Women were tapped more as providers of personal experience (from 19% to 42%) and as eyewitnesses (from 20% to 33%), while men were often
presented in positions of authority, such as experts (77%) and spokespersons (77%), said Novi Put in its GMMP report.
Women were also hardly present in topics that are considered more
important and consequential, appearing in only 12% of news on politics and government, 24% on the economy, and 8% on social and legal topics. The only news where they appeared more were those related to science and
This is the fourth time that Bosnia and Herzegovina participated in the GMMP, which in 2020 took place at the height of the Covid-19 pandemic.
“Despite the fact that Covid-19 had a major adverse impact on the health situation and economy in [Bosnia and Herzegovina] in the second half of 2020 and women were mostly affected when it comes to economic consequences, as they mostly work in the tourism and other service industries, only Social and Legal-related topics highlighted gender inequalities (14%),” noted the report.
Overall, women were seen, heard from, and written about only slightly more in 2020 than in 2015, or 21.4% from 20.8%. Women had the highest
presence in Internet news (31%), followed by newspapers (29%), radio (21%), and radio and Twitter (both 13%).
Traditional media focused on women as subjects mostly in stories related to celebrity news, deaths and marriages, fashion, and beauty (13%), followed by the economy (11%), science and health (7%) and politics and government (5%). These results “indicate some progress” since 2015, when news stories about women were mostly related to crime and violence
(4%) and only 2% were related to politics and government, said the report.
However, the GMMP 2020 results also show the underrepresentation of women as a central focus in nearly all internet stories monitored, said the
report. While women were the focus of gender-related stories (100%), they were the central focus of only 31% of science and health stories, and 12% of politics and government stories.

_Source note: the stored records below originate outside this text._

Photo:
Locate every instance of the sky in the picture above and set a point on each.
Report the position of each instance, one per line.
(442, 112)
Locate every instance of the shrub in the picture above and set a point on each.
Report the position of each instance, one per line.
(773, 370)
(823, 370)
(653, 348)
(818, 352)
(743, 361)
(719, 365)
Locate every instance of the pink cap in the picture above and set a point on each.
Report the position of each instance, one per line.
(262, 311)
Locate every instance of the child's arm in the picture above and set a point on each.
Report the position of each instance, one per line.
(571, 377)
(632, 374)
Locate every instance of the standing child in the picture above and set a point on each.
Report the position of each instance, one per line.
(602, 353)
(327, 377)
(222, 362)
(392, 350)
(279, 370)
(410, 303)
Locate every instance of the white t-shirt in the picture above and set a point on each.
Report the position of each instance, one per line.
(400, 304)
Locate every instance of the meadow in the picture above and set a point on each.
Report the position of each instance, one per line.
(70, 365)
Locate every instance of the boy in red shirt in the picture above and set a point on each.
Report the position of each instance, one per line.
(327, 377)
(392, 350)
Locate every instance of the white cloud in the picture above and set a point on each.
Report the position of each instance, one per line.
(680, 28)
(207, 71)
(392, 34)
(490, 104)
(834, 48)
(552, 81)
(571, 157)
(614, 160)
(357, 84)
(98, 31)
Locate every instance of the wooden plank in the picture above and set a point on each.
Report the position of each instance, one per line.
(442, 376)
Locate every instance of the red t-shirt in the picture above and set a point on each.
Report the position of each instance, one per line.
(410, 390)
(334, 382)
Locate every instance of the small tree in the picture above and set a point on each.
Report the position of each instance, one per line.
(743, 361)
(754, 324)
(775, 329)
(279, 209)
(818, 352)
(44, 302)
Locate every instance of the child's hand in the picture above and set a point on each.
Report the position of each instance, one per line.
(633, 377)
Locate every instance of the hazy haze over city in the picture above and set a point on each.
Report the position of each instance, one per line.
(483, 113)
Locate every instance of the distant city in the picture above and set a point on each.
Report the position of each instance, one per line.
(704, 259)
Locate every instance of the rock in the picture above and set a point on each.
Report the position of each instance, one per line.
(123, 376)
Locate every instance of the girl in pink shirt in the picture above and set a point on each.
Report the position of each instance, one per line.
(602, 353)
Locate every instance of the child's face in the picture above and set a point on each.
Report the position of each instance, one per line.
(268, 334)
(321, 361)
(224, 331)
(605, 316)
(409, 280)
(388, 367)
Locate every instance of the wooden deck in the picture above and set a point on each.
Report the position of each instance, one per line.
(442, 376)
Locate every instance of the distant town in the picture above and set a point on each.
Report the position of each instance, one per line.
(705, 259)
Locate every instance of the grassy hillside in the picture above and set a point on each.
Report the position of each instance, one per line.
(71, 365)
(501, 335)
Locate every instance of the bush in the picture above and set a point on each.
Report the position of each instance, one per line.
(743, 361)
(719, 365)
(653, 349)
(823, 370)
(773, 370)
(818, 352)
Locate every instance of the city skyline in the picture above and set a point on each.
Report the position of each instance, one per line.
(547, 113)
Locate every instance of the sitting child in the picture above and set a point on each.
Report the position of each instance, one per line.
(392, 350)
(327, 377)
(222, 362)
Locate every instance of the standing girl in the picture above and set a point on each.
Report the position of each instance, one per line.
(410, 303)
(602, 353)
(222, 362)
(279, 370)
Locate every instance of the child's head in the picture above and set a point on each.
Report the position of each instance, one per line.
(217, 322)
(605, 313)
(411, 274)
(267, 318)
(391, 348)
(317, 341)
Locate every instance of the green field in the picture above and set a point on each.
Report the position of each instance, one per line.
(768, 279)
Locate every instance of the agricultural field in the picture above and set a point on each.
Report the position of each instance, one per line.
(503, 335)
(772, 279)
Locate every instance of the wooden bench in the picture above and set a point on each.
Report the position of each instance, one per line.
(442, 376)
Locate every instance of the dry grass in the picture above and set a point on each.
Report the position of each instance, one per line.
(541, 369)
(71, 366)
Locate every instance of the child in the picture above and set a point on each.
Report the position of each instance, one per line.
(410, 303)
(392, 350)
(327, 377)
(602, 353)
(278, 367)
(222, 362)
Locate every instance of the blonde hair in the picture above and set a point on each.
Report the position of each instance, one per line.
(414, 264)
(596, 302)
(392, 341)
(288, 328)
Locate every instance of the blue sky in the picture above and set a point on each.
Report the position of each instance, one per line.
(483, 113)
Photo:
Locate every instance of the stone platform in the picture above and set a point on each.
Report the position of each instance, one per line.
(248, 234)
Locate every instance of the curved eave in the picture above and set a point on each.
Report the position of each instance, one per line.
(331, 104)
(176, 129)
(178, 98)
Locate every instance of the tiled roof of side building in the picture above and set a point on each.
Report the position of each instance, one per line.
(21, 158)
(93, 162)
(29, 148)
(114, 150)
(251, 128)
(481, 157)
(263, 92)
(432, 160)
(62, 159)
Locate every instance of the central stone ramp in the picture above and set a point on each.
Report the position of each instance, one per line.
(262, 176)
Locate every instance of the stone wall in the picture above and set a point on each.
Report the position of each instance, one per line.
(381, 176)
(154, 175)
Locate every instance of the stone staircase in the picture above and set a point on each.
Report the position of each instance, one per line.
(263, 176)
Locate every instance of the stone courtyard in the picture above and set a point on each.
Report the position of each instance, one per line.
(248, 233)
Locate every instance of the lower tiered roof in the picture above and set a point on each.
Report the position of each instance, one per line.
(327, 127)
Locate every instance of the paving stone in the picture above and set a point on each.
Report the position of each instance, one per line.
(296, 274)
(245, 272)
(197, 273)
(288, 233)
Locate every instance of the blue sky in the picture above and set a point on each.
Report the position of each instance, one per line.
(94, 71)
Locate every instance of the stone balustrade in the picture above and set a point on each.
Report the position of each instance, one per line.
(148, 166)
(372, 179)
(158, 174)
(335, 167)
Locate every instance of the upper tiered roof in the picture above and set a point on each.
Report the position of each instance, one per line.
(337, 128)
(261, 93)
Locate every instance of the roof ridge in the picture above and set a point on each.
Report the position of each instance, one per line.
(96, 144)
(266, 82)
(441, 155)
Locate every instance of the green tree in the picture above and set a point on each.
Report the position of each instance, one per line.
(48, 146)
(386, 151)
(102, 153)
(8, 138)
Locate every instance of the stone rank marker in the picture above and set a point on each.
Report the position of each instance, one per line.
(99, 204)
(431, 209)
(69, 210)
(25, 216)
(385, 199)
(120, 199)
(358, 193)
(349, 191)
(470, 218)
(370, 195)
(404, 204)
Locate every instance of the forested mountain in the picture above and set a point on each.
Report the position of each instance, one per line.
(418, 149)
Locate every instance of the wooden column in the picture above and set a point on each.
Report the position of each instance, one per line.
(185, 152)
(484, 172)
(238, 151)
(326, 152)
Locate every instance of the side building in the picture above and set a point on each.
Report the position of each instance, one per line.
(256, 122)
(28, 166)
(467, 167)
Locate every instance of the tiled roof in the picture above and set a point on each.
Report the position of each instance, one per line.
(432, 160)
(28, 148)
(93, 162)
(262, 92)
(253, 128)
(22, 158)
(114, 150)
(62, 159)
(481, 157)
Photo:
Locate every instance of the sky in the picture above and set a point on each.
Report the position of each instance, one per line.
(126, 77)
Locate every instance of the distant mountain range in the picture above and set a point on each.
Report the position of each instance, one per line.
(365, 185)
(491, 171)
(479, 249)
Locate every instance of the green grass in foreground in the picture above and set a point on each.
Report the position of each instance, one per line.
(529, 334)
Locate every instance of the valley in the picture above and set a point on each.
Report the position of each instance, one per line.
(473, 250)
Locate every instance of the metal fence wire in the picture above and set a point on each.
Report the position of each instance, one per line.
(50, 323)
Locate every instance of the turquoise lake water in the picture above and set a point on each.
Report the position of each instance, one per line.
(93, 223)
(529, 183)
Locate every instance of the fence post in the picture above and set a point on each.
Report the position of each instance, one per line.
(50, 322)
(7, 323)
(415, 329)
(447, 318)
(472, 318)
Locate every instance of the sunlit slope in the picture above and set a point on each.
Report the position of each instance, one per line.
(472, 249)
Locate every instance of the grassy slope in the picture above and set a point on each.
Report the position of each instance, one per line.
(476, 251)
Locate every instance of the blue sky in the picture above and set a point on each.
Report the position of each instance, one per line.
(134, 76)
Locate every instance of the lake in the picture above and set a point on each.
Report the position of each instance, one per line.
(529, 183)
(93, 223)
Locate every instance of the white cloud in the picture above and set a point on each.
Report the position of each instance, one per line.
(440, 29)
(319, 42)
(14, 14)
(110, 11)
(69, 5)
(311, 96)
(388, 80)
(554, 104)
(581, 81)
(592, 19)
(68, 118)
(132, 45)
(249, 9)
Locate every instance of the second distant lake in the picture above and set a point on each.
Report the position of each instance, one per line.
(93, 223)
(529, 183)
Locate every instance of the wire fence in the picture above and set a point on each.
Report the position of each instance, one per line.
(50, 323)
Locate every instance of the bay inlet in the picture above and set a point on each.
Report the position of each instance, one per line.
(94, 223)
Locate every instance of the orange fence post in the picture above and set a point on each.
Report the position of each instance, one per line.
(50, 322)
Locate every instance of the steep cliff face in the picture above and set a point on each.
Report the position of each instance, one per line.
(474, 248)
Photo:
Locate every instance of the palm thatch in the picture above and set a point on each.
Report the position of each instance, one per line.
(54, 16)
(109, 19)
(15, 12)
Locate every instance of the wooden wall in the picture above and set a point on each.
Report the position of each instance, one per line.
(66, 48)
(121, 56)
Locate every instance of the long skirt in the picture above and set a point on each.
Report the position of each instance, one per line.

“These results should initiate more detailed analysis of digital content through a gender lens perspective, given the increasing exposure of people, especially the younger generations, to digital news, in order to channel their growing influence towards challenging gender stereotypes,
and prevent them from reinforcing them,” said the report.
The report also noted that women are still “not taken as seriously as men in the same or similar positions,” noting how women politicians are held to
more scrutiny than their male counterparts. “It is evident that since news stories mostly fail to challenge prevailing gender stereotypes, more enhanced cooperation between women’s rights activists and journalists
should be undertaken, especially with those publishing digital content, given the increase of the number of people who use the internet.”
Novi Put also underscored the importance of gender-ethical reporting, noting that 53% of Bosnia and Herzegovina citizens “significantly trust” the
news media. It highlighted the need to raise broader awareness about the centrality of media and communication for gender equality and human
rights among policymakers, decisionmakers, civil society and the general public.